Melted Gondola Atop Aspen Mountain Delivers a Dire Climate Change Warning
Winter sports enthusiasts exiting the Silver Queen Gondola to ski, snowboard, and sightsee atop Colorado’s Aspen Mountain are faced with a startling sight this season: a single gondola car tilted to one side in the snow, clearly out of commission. Still loaded up with gear, the gondola’s red and white paint melts into a puddle all around it. “Melted Gondola,” made by artist Chris Erikson, is meant to be a warning that climate change is putting the ski industry out of business.
“Since Aspen Snowmass first opened in 1946-47, Aspen, Colorado’s average temperature has warmed by three degrees Fahrenheit,” explains Aspen Skiing Company, who commissioned the project. “In total, Aspen Snowmass has lost 30 days of winter since 1980 alone. This season, as part of our 75th anniversary, we’ve installed The Melted Gondola art installation at the top of Aspen Mountain to get people thinking about the next 75 years – and to draw attention to the urgent need to aggressively address climate change.”

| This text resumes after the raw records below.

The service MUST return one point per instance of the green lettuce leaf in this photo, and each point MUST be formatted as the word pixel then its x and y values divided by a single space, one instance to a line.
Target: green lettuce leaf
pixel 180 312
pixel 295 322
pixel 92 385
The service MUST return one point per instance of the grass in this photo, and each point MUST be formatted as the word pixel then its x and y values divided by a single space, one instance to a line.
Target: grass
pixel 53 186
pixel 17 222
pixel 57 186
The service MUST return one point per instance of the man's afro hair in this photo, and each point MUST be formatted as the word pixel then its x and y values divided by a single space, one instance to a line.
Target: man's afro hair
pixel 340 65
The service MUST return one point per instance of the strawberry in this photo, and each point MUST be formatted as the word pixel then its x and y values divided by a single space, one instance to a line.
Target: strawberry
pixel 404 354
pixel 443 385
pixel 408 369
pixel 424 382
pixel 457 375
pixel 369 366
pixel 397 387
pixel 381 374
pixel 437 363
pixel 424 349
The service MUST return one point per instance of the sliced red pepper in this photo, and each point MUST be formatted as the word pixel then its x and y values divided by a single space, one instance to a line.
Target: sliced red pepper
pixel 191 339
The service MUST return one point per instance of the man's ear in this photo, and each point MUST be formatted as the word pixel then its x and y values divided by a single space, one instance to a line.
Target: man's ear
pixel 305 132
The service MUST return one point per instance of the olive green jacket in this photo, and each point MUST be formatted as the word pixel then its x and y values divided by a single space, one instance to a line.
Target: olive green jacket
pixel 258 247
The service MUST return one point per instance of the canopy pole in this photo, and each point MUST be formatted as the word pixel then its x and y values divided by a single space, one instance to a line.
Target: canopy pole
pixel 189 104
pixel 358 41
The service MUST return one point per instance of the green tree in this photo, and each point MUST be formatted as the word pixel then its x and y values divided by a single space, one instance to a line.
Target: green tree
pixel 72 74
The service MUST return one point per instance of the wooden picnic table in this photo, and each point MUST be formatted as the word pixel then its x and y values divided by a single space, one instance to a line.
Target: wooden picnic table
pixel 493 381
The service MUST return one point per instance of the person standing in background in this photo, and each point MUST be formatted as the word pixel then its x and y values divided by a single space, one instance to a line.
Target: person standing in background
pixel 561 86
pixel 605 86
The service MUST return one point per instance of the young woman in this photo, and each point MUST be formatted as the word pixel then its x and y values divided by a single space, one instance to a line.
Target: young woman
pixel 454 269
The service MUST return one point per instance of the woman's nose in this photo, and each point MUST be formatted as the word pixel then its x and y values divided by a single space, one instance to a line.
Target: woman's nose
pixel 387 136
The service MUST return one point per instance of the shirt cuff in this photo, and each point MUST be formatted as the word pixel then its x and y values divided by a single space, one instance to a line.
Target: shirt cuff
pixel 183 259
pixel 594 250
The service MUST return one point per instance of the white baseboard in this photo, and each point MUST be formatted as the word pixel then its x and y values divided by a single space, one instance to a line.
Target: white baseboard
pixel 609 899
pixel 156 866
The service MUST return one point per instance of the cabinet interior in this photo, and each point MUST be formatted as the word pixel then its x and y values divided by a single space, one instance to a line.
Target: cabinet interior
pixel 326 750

Launched in partnership with the nonprofit Protect Our Winters (POW), the campaign takes inspiration from a piece by James Dive and The Glue Society called “Hot with the Chance of a Late Storm”, a similarly melting ice cream truck installed on the beach in Sydney, Australia. Protect Our Winters is a community of athletes, scientists, creatives, and business leaders working to advance non-partisan climate policies. “We need a movement to create large-scale policy change on climate,” says Auden Schendler, Aspen Skiing Company’s SVP of Sustainability. “POW is that movement, mobilizing the outdoor industry as a political force.”
POW and Aspen Skiing Company hope the sculpture will provoke an emotional reaction in onlookers as they arrive on the mountain. Many visitors look forward to their mountain excursion all year, and shorter snow seasons can be highly disappointing. With Aspen warming by about 0.4 degrees per decade, a future in which skiing is no longer possible may be within sight. The groups hope anyone moved by the installation will write to their senators, pressure their favorite businesses to use their voices and influence in Washington, or work to affect small changes like clean energy standards in their own towns.
The installation is rendered even more poignant by the dramatic juxtaposition of two recent events in Colorado: a rare winter wildfire that killed at least four people and destroyed nearly 1,000 homes in the Boulder area, and the 10 inches of snow that extinguished it. On the day the fire started, the area was experiencing unusually high winds after months of drought. The fires blazed across an urban area once thought to be much safer than forested areas in terms of fire risk, burning down a Target and a hotel.
“The record warm temperatures we’ve had in Colorado definitely played a role in this,” says Jennifer Balch, fire scientist and the director of the Earth Lab at the University of Colorado Boulder, in an interview with Colorado Public Radio. “Our temperatures across the Front Range between June and December were the warmest on record going back to the early 1960s. Climate change is essentially keeping our fuels drier longer. These grasses that we’re burning during this event, they’ve been baked, essentially, all fall and all winter. And then, on top of that, we didn’t get a lick of moisture.”